守りながら攻める

プロゴルファー&フィジカルトレーナー/石渡俊彦

  10月から趣味と実益を兼ね、ボクシングを始めました。以前、私が出演するテレビ番組で、ボクシングの元世界チャンピオン川嶋勝重さんに右ストレートを繰り出す際の“腰の入れ方"を指導してもらったことがあります。体の使い方や集中力など、ゴルフとの共通点に関心があり、ボクシングジムを探していたのです。このボクシング、思っていたより奥が深く、ゴルフはもとより、さまざまなことに通じる考え方が興味をひきました。

最初に教えてもらったことは、自分の体の急所を守る構えから。正直素人考えで「攻撃は最大の防御」などと、力強いパンチを教えてくれるかと思いきや、ボクシングの基本は「守りながら攻める」にあることを理解。これは構えだけではなく、パンチを繰り出す際にも同じことが言えます。

たとえば左ジャブ。左こぶしを相手に繰り出す際に自分の顔の左側面が“ガラ空き"にならないように、あごを引きながら自分の左肩で守るんです。ストレートやフックなども同じで「ガードしながら打つべし!」でした。

また、同じ右ストレートでも、相手が近い場合のショートと威力を発揮するロングなどがありますが、ドライバーでも、「ここはフェアウェイキープ」「ここは飛距離重視」と使い分けます。
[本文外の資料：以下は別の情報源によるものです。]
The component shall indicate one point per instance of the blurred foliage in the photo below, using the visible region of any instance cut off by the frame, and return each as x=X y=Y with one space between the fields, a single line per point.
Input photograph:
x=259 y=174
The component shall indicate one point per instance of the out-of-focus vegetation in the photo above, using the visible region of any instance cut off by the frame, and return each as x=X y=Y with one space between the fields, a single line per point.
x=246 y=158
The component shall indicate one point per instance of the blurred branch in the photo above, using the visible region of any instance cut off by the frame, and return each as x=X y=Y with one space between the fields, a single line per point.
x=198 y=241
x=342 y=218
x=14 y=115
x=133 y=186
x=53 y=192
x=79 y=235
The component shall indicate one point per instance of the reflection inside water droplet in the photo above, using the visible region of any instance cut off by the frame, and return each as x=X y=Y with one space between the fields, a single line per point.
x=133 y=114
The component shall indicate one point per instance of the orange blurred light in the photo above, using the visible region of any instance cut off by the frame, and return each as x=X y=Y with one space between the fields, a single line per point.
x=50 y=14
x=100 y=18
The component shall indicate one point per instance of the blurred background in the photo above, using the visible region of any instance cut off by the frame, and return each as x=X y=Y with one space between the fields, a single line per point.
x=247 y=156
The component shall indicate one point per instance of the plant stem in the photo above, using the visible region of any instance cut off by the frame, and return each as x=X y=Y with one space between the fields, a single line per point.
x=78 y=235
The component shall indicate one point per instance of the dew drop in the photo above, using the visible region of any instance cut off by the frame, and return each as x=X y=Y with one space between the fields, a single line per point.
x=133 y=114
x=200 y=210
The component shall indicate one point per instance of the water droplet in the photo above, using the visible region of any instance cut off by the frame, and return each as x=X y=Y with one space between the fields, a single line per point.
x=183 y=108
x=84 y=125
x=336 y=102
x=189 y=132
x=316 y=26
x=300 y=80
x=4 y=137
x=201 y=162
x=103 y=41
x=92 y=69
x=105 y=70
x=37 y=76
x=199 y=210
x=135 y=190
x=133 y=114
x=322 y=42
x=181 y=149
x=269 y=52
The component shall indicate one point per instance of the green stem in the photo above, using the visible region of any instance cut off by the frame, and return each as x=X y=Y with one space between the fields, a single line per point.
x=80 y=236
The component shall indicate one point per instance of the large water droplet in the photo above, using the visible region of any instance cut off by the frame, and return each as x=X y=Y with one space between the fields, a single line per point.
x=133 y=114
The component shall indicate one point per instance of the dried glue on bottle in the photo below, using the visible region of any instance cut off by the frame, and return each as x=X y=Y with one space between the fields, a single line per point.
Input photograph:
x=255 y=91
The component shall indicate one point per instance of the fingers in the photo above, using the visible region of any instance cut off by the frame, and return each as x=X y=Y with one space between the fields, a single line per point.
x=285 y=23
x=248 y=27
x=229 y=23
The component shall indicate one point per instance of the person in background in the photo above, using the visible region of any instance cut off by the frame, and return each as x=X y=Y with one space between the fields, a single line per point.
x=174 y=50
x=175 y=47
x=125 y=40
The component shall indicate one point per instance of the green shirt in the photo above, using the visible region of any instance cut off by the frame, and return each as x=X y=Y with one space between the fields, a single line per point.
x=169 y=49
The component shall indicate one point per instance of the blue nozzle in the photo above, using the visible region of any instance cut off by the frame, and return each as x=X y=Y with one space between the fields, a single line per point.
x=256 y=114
「OBを打たないように飛ばす」「大きなトラブルにならないようにグリーンを攻める」というように、保険をかけながら1打を打つことも「守りながら攻める」の共通した考え方です。

次に体の「使い方」ですが、「パンチは腰で打つ」。パンチの角度によって腰の入れ方が違い、ショットも同様に、高いボールと低いボールでは違います。その「腰の入れ方」ですが、右利きの場合は右足の拇指丘(ぼしきゅう)を支点に回しますが、これもゴルフと一緒。もっと重要なのは、ボクシングは「右かかとを上げたまま」。そのため、右のふくらはぎの強化は必須です。ボクサーのトレーニングの基礎である縄跳び。実はこれステップ力の強化のためだそうです。そう考えるとボクサーの体づくりは、ボクシングのためのトレーニングで、理にかなっています。私がアマチュアゴルファーのミスショットの原因としてあげるトップ3の一つに、足首で地面を蹴る力不足があります。これでは体重を乗せたパンチ、いやショットが打てないのは当たり前です。

では、トレーニングを始めましょう! 両足をかかとからつま先まで閉じて姿勢を正します。そのまま足首で地面を蹴るようにかかとをしっかり上げます。このとき両足は離れないようにしましょう。これをリズムよく20回。初めは無理せずに行い、慣れてきたら回数やセット数を増やします。では、体重が乗った強いボールを打ってみましょう! 「メタボ、メタボ」と、体重が増えることが悪いことばかりではありませんよ。ただし、自分に見合った階級はキープしたいものです。

プロゴルファー&フィジカルトレーナー/石渡俊彦(いしわた・としひこ)
1965年千葉県生まれ。プロゴルファー&フィジカルトレーナー。けんこう寺子屋ゴルフスクール主宰。選手時代のケガの経験からプロトレーナーに。中嶋常幸プロの復活に貢献、高い評価を受ける。一方、若手育成やアマチュアのレッスンにも力を注いでいる。